Der evolutionäre Hintergrund ist wohl, dass wir Erbanlagen haben, die sich flexibel der Welt anpassen, in der wir aufwachsen. Wenn es viel Stress gibt, hilft es, ängstlich und zurückhaltend zu sein; wenn alles dagegen bestens läuft, kann man sich ungefährdet exponieren.
Unkraut wie Löwenzahn gedeiht dagegen weitgehend überall. So kommt man weniger zu Schaden, profitiert aber auch weniger von positiven Umständen.

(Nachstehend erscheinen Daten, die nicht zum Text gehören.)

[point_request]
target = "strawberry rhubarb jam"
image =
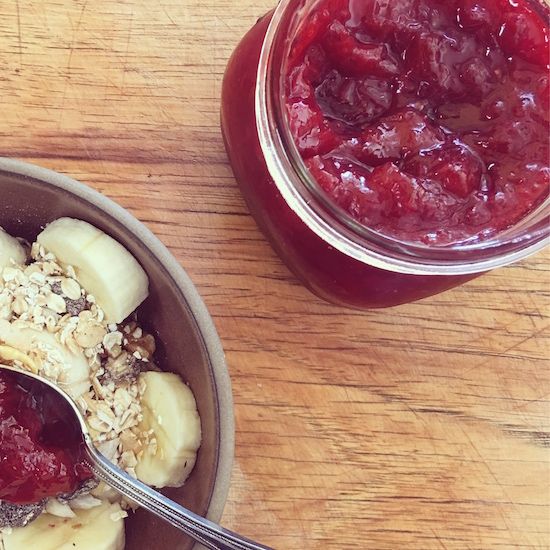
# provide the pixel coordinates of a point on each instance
(425, 120)
(39, 448)
(393, 149)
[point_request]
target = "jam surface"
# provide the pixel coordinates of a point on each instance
(39, 448)
(426, 120)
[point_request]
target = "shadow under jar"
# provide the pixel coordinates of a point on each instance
(309, 98)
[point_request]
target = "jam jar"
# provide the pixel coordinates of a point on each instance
(391, 150)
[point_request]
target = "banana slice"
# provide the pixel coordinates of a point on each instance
(99, 528)
(102, 265)
(9, 355)
(10, 249)
(44, 353)
(169, 409)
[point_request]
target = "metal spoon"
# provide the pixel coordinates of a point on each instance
(200, 529)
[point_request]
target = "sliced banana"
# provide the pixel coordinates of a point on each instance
(9, 355)
(10, 249)
(102, 265)
(45, 354)
(98, 528)
(169, 409)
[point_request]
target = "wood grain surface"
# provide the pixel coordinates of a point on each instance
(425, 426)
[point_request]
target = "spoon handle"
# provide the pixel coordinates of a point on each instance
(202, 530)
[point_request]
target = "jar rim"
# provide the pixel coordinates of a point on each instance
(313, 206)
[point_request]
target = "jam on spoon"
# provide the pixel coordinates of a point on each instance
(40, 446)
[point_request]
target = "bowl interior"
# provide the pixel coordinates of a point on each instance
(26, 206)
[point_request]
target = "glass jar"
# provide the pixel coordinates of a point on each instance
(334, 256)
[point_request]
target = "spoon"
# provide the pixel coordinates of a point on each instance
(200, 529)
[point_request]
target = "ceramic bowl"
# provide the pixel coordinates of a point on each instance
(31, 197)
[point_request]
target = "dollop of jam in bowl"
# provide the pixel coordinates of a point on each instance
(41, 453)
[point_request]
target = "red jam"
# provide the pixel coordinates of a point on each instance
(39, 448)
(350, 80)
(426, 120)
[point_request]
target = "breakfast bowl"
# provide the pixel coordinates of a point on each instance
(173, 313)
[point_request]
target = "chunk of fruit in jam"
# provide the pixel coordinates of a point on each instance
(425, 119)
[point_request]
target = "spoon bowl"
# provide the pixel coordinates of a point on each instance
(76, 431)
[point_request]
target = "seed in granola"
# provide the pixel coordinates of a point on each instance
(111, 340)
(19, 305)
(71, 289)
(75, 307)
(56, 303)
(145, 345)
(18, 515)
(86, 487)
(89, 334)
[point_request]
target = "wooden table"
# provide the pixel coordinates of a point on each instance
(424, 426)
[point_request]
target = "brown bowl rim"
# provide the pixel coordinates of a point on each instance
(207, 330)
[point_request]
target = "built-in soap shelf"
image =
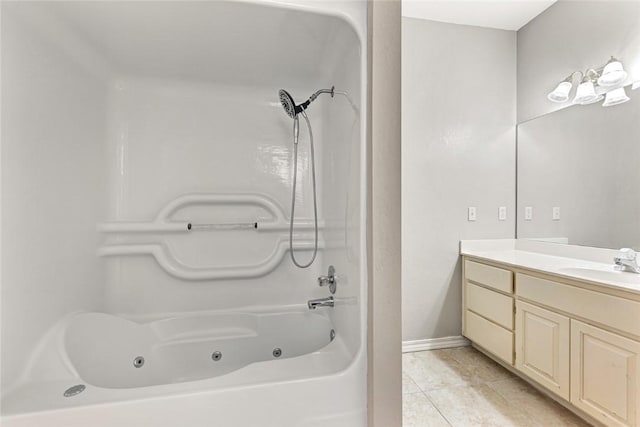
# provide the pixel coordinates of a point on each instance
(163, 224)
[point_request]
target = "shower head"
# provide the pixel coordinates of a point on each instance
(290, 106)
(288, 103)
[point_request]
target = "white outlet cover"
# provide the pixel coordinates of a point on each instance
(502, 213)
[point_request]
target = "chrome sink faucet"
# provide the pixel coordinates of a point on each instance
(627, 260)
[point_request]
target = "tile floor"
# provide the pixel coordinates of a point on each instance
(461, 387)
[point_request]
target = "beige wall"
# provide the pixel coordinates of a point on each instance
(458, 150)
(383, 228)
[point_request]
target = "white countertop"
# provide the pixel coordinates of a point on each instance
(593, 265)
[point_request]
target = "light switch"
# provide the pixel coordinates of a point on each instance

Die neuen Studien passen somit zu den Hypothesen jener Forscher, die generell nach den evolutionären Ursprüngen psychischer Störungen fragen. «Biologische Veranlagungen, die uns nur zum Nachteil gereichen, hätten dem selektiven Druck der Evolution dauerhaft nicht stand-halten können», vermutet der Würzburger Verhaltensforscher Lesch. „Wir wissen also, dass diese Risikomerkmale, die bei einem erheblichen Teil der Bevölkerung vorkommen, unter bestimmten Bedingungen auch ihre gute Seite haben können. So demonstrierten Studien, dass Menschen mit einer Veran-lagung für Depression geistig leistungsfähiger sind – sie können sich häufig besser konzentrieren, ihr Arbeitsgedächtnis arbeitet effizienter und sie entscheiden reflektierter und gewissenhafter.*

Es wäre dann glaube ich mal ratsam, die steigende Anzahl von Menschen mit psychischen Erkankungen analog der Forellen als eine Art «Biosensoren» für den Zustand der Gesellschaft in der wir leben zu sehen, und nicht als Defekt/Faulheit/Charakterschwäche der Betroffenen. Aber soweit sind wir offenbar noch lange nicht. Die Forellen, die sich «seltsam verhalten» oder mit dem Bauch nach oben im Fluss treiben, das sind (oder waren) halt einfach Verrückte, Schwächlinge, Weicheier, oh und natürlich Simulanten. Und die Wasserqualität, die ist natürlich ausgezeichnet.